Forum social méditerranéen du côté des femmes

par Anne Leclerc

Au Forum social Méditerranée (FSMed), les militantes de la Marche mondiale catalanes et italiennes avaient pesé pour qu'une des conférences plénière se tienne sur la question des droits des femmes de la Méditerranée. Une femme d'Irak a témoigné de la situation terrible créée par la guerre en Irak, certes pour toute la population, mais elle a insisté sur le sort particulier des femmes, qu'elles soient dans les prisons américaines ou victimes d'agressions sexuelles.

Une femme palestinienne, psychologue dans les territoires occupés, a expliqué de façon très émouvante comment la deuxième intifada avait durci la situation des femmes. En effet en plus de la violence de l'occupation, les violences conjugales sont en nette augmentation. Elle n'a pu que constater que la réaction des hommes, souvent humiliés par l'occupation et leur situation (chômage et pauvreté extrême) consiste à retourner cette souffrance contre leurs femmes. Une autre intervention a permis de cerner l'impact du libéralisme sur la situation des femmes, comme dans les pays en voie de développement avec les conséquences néfastes des plans d'ajustement structurel en matière d'éducation et de santé sur les femmes.

Le caractère contradictoire du libéralisme économique sur la situation des femmes a été souligné puisque dans le monde entier (mis à part en Afrique subsaharienne) les femmes sont entrées massivement dans la sphère du travail salarié, ce qui représente un moyen de s'autonomiser pour les femmes mais avec les formes les plus précarisées du travail (surexploitation dans les entreprises et développement du travail informel).

Une assemblée des femmes s'est aussi tenue lors de ce FSMed.
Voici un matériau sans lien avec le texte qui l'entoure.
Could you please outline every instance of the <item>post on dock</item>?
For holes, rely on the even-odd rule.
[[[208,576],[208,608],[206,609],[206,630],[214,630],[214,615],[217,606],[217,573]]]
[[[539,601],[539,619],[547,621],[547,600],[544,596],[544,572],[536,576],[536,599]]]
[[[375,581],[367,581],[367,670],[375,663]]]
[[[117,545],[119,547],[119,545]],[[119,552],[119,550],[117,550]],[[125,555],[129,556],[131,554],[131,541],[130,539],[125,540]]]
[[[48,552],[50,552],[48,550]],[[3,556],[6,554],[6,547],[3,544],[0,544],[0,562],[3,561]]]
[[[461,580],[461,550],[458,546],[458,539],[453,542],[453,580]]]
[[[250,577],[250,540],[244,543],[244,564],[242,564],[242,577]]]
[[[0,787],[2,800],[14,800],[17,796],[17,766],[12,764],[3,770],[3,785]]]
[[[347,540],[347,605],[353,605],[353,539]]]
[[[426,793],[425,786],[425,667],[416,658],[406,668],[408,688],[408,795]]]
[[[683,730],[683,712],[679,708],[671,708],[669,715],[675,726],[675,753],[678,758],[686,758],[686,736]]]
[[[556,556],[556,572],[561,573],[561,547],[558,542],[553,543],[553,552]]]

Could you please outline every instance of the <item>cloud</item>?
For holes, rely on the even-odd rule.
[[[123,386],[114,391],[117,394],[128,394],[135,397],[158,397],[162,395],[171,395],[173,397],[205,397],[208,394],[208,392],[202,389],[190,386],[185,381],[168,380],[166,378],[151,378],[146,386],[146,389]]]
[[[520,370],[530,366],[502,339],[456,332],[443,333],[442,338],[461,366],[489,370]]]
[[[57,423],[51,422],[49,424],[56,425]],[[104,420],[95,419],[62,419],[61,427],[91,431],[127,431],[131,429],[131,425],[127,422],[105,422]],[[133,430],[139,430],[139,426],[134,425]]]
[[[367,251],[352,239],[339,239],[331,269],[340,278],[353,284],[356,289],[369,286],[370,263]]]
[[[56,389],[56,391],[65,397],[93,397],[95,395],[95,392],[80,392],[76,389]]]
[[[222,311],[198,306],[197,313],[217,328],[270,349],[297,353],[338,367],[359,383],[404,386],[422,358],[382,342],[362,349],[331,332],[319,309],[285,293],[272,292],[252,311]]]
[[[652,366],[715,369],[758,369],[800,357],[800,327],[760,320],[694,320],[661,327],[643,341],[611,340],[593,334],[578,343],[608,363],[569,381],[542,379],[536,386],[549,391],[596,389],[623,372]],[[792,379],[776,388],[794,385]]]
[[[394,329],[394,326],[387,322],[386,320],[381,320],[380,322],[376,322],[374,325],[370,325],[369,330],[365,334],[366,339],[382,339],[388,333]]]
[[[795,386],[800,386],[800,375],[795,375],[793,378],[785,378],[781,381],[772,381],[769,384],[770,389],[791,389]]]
Elle a réuni plusieurs centaines de personnes et les organisatrices ont elles-mêmes été surprises de cette participation élevée. Cet échange entre les femmes des deux rives a été très riche : femmes venues d'Algérie, du Maroc, d'Égypte, de Palestine, de Tunisie (et encore beaucoup n'ont pas obtenu leur visa pour assister au FSMed) confrontant leur vie, leurs expériences avec les femmes de l'Europe méditerranéenne, pour certaines issues de l'immigration.

Ces débats ont permis d'élaborer une Déclaration de l'Assemblée des femmes du 1er Forum Social de la Méditerranée.A.L.

Déclaration de l'Assemblée des femmes du 1er Forum Social de la Méditerranée

" Les femmes en Méditerranée sont victimes de violences, d'appauvrissement, de traite, de guerres et de violations systématiques de leurs droits humains.

Les femmes de la Méditerranée sont sous une triple domination : patriarcale, néolibérale et intégriste. Ces dominations se soutiennent et s'auto-alimentent pour maintenir les femmes dans des conditions de vie et de droits indignes et inférieures à celles des hommes.

La Méditerranée aujourd'hui est un foyer de guerres. Ces guerres engendrent des violences, des viols, des assassinats, des emprisonnements arbitraires et des conditions de vie inacceptables, en particulier pour les femmes.

Des femmes du Sud de la Méditerranée n'ont pu venir pour cause de non-obtention de visa. C'est pourquoi nous demandons que la libre circulation en Méditerranée soit un axe majeur de la lutte des mouvements sociaux du FSMed.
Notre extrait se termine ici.